ひとまず安堵の息をついた俺は、いつものように剣を左右に降ると背中の鞘に納める。しゃらっという金属音が、七十四層の迷宮区に反響した。
それまで唖然としていたプレイヤーは、はっと我に帰ったようで、慌てて目の前で立ち上がる。
そこでようやく、そのプレイヤーの全容が確認できた。
やや色素の抜けた髪は癖っ毛なのか、まるで自己主張するアンテナのように一本だけが跳ねている。その顔つきはまだ少年らしい幼さを残していて、少し小柄なこともあって俺より年下のような印象だった。
まとった装備には金属の防具らしきものはほとんどに見当たらず(俺も人のことは言えない)、深い青色の薄着に同色の腰布。黒いズボン。申し訳程度に巻かれたダークグレーのロングマフラーが特徴的だ。唯一革製なのは肘まである穴あきグローブにブーツ、そして剣帯くらいのもので、腰の後ろには鞘に納められた曲刀がある。

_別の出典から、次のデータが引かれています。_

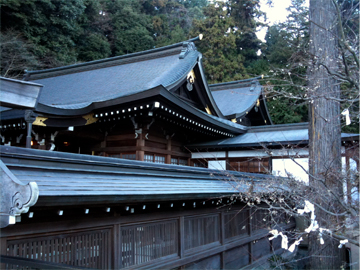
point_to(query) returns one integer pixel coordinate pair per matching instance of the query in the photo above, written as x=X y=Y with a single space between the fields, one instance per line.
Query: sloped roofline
x=96 y=64
x=116 y=174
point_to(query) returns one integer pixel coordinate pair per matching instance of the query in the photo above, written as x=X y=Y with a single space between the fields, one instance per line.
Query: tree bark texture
x=324 y=128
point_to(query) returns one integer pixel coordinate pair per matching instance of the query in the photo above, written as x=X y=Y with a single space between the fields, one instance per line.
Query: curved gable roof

「た、助けてくれて、ありがとうございますっ! ホントに助かりましたっ!」

少年プレイヤーは風切り音が鳴りそうなくらいの勢いで頭を下げてくる。
その正直すぎる行動に、俺は若干たじろぎながらも訊ねた。

「いや、それは構わないけど……。君、転移アイテムか回復アイテムは持ってる? 早く回復しておかないと、ここじゃすぐやられるよ」

「あっ、……実は使い切っちゃって持ち合わせがないんです」

あはは、と苦笑いを浮かべて頬をかく少年に内心で呆れながらも、俺は右手を真下に振ってメインメニューを開く。
その中からアイテム欄のタブをタップし、まだ残っている回復用のハイ・ポーションを数個選択。オブジェクト化させたそれを掴んで少年の前に差し出すと、彼はそれをきょとんと見つめる。

「使いなよ。ひとつでも使えば、全快まで回復できると思うし」

「え……。い、いいんですか?」

このSAOの世間一般では、甘い話には必ず裏がある、というのが常識となっている。
しかし、この少年剣士の反応はどちらかというと本当に遠慮しているように見える。